Cette semaine synonyme de début des vacances de fêtes de fin d’année est aussi synonyme de nostalgie d’un football français peut être définitivement révolu. Ce vendredi, soit 72H après l’annonce officielle de la retraite de Thierry Henry, c’est un autre des derniers grands noms confirmés du ballon rond hexagonal qui se retire. Eric Abidal, 35 ans a lui aussi annonce son retrait de la scène sportive. Même si peu de choses semblent les associer au départ, ces deux géants de notre football ont connu des trajectoires présentant beaucoup de similitudes lors de ces huit dernières saisons, durant lesquelles foot et humanité furent au cœur du jeu. Récit.

  • 2006 : ON VIT ENSEMBLE, ON MEURT ENSEMBLE

france 2006

Les deux joueurs aux origines martiniquaises, leur premier point commun de naissance, firent partie des 23 sélectionnés par Raymond Domenech pour la coupe du monde en Allemagne. Les Bleus se sont qualifiés difficilement à ce 18e mondial . Qualifications qui auront vu l’inattendu retour de Zidane qui a donné cette phrase mythique de l’ex numéro 14 des Gunners : « Dieu est de retour » Abidal n’aura paradoxalement joué aucun match des éliminatoires à ce mondial. Mais sortant d’une grosse saison avec Lyon, le latéral occupera une place de choix dans ce mondial aux débuts poussifs qui verra la nation frappée du coq se qualifier lors du dernier match de poule au profit d’une victoire poussive face au Togo. La France se coltinera le présumé épouvantail de la compétition, l’Espagne qui sortait d’une phase de poule tonitruante et que l’on annonçait précocement comme candidat au titre. Quelques mois après son compère, c’est au tour d’Abidal de lancer la phrase choc en conférence de presse quelques heures avant le match : «  L’Espagne a des joueurs techniques, mais nous on a Zidane, eux ils l’ont pas ». La suite, tout le monde la connaît, 3-1 pour les Bleus avec un ultime but de….Zidane et un énorme match de toute l ‘équipe. Les Bleus échoueront en Finale.mais avec trois minuscules buts encaissés, dont deux dans le jeu, Le quatuor Abidal, Thuram, Gallas, Sagnol (bien épaulé par la paire Maké-Vieira) finira comme l’une des meilleures défenses de la compétition, qui plus est en ayant disputé les 7 matchs promis au finaliste ou au vainqueur.
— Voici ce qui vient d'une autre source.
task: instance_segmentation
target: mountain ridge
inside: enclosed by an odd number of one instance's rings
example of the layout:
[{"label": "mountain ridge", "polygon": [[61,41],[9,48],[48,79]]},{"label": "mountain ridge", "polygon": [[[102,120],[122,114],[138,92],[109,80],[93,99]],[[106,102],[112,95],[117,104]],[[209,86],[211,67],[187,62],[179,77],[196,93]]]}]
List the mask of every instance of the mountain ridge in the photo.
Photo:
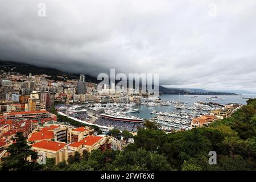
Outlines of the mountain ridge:
[{"label": "mountain ridge", "polygon": [[[55,81],[65,81],[67,80],[77,79],[80,74],[67,73],[56,68],[43,67],[27,63],[22,63],[13,61],[0,60],[0,69],[6,72],[20,73],[23,75],[47,75]],[[63,77],[61,78],[60,76]],[[101,80],[97,78],[85,75],[88,82],[99,83]],[[236,95],[229,92],[213,92],[200,89],[172,88],[159,86],[159,93],[167,94],[195,94],[195,95]]]}]

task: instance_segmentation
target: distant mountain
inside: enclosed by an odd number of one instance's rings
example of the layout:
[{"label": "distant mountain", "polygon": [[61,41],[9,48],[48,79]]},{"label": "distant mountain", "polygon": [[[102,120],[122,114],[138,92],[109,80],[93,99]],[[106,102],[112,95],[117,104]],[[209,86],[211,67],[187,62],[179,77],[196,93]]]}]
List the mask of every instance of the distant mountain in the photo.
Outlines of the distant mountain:
[{"label": "distant mountain", "polygon": [[232,92],[234,93],[236,93],[237,94],[256,94],[255,92],[251,92],[247,90],[213,90],[212,92]]},{"label": "distant mountain", "polygon": [[[79,74],[66,73],[57,69],[40,67],[31,64],[10,61],[0,60],[0,70],[3,70],[5,72],[20,73],[27,75],[28,75],[29,73],[32,75],[45,74],[51,76],[51,79],[55,81],[77,79],[80,76]],[[61,77],[63,77],[63,78],[61,78]],[[85,75],[85,77],[86,81],[98,82],[97,78],[90,75]]]},{"label": "distant mountain", "polygon": [[159,92],[167,94],[188,94],[188,95],[237,95],[237,94],[225,92],[213,92],[199,89],[182,89],[166,88],[159,86]]}]

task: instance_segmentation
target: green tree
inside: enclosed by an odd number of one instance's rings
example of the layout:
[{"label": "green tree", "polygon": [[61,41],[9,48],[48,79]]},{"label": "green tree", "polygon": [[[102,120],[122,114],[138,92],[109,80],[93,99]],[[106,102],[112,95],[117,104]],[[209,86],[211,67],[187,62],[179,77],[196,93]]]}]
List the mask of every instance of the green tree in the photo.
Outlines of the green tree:
[{"label": "green tree", "polygon": [[184,161],[181,166],[181,171],[202,171],[202,168],[193,164],[189,164]]},{"label": "green tree", "polygon": [[111,130],[110,133],[111,133],[111,135],[115,138],[117,138],[117,136],[118,136],[121,135],[120,130],[119,130],[118,129],[114,129],[112,130]]},{"label": "green tree", "polygon": [[129,132],[128,131],[124,130],[122,132],[122,136],[123,137],[125,140],[127,140],[129,138],[133,138],[133,134]]},{"label": "green tree", "polygon": [[89,158],[89,152],[87,151],[87,150],[85,150],[82,151],[82,159],[83,160],[87,160]]},{"label": "green tree", "polygon": [[73,156],[71,156],[68,159],[68,164],[73,164],[79,163],[80,161],[80,154],[76,151]]},{"label": "green tree", "polygon": [[151,130],[159,130],[160,127],[160,126],[158,123],[154,122],[149,121],[147,119],[146,119],[143,125],[147,129]]},{"label": "green tree", "polygon": [[231,126],[231,129],[237,132],[239,137],[242,139],[256,136],[255,131],[247,123],[235,122]]},{"label": "green tree", "polygon": [[[38,154],[31,150],[22,133],[15,136],[15,143],[7,148],[9,156],[4,159],[2,170],[39,170],[41,166],[36,162]],[[31,159],[30,159],[31,158]]]}]

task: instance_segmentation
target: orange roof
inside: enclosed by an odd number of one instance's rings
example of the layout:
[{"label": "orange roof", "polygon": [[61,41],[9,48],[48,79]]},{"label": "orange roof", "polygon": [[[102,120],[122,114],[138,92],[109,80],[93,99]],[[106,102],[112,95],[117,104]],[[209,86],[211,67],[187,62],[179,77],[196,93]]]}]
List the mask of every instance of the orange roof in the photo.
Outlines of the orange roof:
[{"label": "orange roof", "polygon": [[51,139],[53,138],[53,131],[39,131],[34,133],[28,138],[28,142],[38,141],[45,139]]},{"label": "orange roof", "polygon": [[92,146],[96,142],[98,142],[102,136],[89,135],[79,142],[74,142],[68,146],[71,147],[78,147],[82,144],[86,146]]},{"label": "orange roof", "polygon": [[49,126],[47,126],[47,127],[43,127],[43,129],[41,129],[41,131],[50,131],[50,130],[54,130],[55,129],[56,129],[59,127],[60,127],[60,126],[59,126],[59,125],[51,125]]},{"label": "orange roof", "polygon": [[83,144],[86,146],[92,146],[95,143],[98,142],[102,138],[102,136],[89,135],[84,138],[82,140],[83,141]]},{"label": "orange roof", "polygon": [[13,112],[8,113],[7,115],[18,115],[18,114],[36,114],[36,113],[49,113],[46,110],[38,110],[35,111],[21,111],[21,112]]},{"label": "orange roof", "polygon": [[82,144],[82,140],[81,140],[80,142],[74,142],[69,144],[68,146],[71,147],[78,147]]},{"label": "orange roof", "polygon": [[32,147],[58,151],[63,148],[66,144],[66,143],[61,142],[43,140],[33,144]]},{"label": "orange roof", "polygon": [[21,104],[19,104],[19,103],[18,103],[18,104],[9,104],[9,105],[11,105],[11,106],[15,106],[15,105],[21,105]]},{"label": "orange roof", "polygon": [[5,146],[6,143],[5,142],[0,142],[0,148]]},{"label": "orange roof", "polygon": [[89,130],[88,130],[84,126],[81,126],[81,127],[79,127],[73,129],[73,131],[84,132],[84,131],[89,131]]}]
Henry lui sera avec 3 unités, dont le but décisif contre le Brésil sur l’unique passe décisive de Zidane au natif des Ulis (0-1) le meilleur buteur des Bleus à l’issue de la compétition. Le King d’Highbury sera même retenu dans le onze type du tournoi. Tandis qu’Abidal aura effectué un mondial monstrueux, comme l’ensemble de cette nation cru 2006, mais dans l’ombre et la discrétion.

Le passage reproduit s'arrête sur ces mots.